他終究是個禮貌而紳士的人。之前他以上洗手間為由出去,俞火都以為他走了。結果她出來時,卻看見他靠在走廊窗前吸煙,微皺著眉,表情不太好。她跟出來似乎讓他有些意外,他緩和了下臉色,掐了煙走過來,問她:“走嗎?”

俞火注視他醒目的眉眼,幾乎就要開口解釋,最終只說:“走吧。”

此刻,雨不是很大,俞火有心直接跑過去,他卻已經從她手裏拿走了鑰匙,留下句:“在這裏等我。”轉身走下台階,走進雨幕裏。

沒有行色匆匆,沒有絲毫狼狽,那兩條長腿明明走得也很快,卻偏偏在霓虹映照下被營造出信步徐行的畫面,而那越走越遠的背影,挺拔得讓人收不回視線。

邢唐很快回來,沒開車,撐著車上那把備用的透明大傘。他走上台階,眉目在燈光勾勒下清晰深刻,“有車肇事擋了路。”言語間把西裝外套脫下來披在她身上。

這是他第幾次把自己的衣服給她穿了?俞火在心裏計算著,嘴上則忘了拒絕這份體貼。

邢唐撐傘的手一移,俞火就被攏到了傘下,他的右邊。他撐著那把透明的大傘,和她隔著一段禮貌的距離,把傘裏的自己和她隔離在雨霧之外。
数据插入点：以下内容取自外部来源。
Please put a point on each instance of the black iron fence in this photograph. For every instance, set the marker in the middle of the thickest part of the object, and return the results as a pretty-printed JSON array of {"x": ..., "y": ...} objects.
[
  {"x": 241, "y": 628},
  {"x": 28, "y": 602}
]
俞火擡頭,淅淅瀝瀝的細雨滴落在頭頂寬闊的傘面上,再繽紛著向下滑落,砸在她半邊肩膀上。

他不是怕她冷,而是知道兩人共撐一把傘,即便傘大,她也會被淋到。

距離寶馬車不遠的位置,有兩輛車停在路中間,兩撥人在協商著什麽。一陣急風刮過,他的手卻將傘握得很穩,並側身護著她,把她送上副駕,才走回駕駛位一側,收了傘上車。俞火才注意到他左邊肩膀濕了一大片。

系安全帶,啟車,打方向盤,他左手和右手的靈活度看似沒任何差別。如果不是俞火親手為他縫了十幾針,根本想不到他左臂有那麽長一道傷口。確切地說,如果俞火不是大夫,不會知道此刻他的刀口有多疼。

俞火手肘搭在車窗處,視線投向外面。

邢唐的車開得又快又穩,他一路都沒說話。

到了繁華裏西南門,俞火沒讓他把車開進地庫,而是說:“停路邊就行。”

邢唐就近找了一個空位,單手打著方向盤,利落地把車停得很正。

然後問她:“沒醉吧?”

俞火清醒的搖頭。

他點頭,然後解安全帶,看樣子是準備走了。

哢噠一聲,車門落鎖。

他垂眸半秒,擡頭把目光對準她眼睛,安靜看著她,等她開口。

月光和路燈映得他的眉眼清楚分明,而那深而靜的目光讓俞火的心砰砰地跳,她穩了兩秒,說:“邢唐。”

這是她第一次叫他名字。邢唐注視那雙亮得發光的眼睛,“你說。”他嗓音緩緩的,很溫和,帶著某種期待,或者說是預感 。

她看著他硬朗沉斂的容顏,說:“……再見。”

果然……是拒絕。邢唐有短暫的愣怔,又很克制地將外露的情緒迅速化解。

他偏頭看了窗外,再看著她的眼睛兩秒,隨即解開中控鎖,下車。

關車門時說:“再見,俞火。”

倒鏡中他的背影越走越遠,俞火靠在座椅裏,用手遮住了眼睛。

難怪那位唐舅舅一口一個赤小姐的叫,連楠楠也喊她小豆姐姐,他卻從不稱呼她。或者在接徐驕陽那晚,只是遙遙對視的那一眼,他已認出了她。她卻還一直抱著僥幸心裏,賭他早忘了自己。真的是……自欺欺人。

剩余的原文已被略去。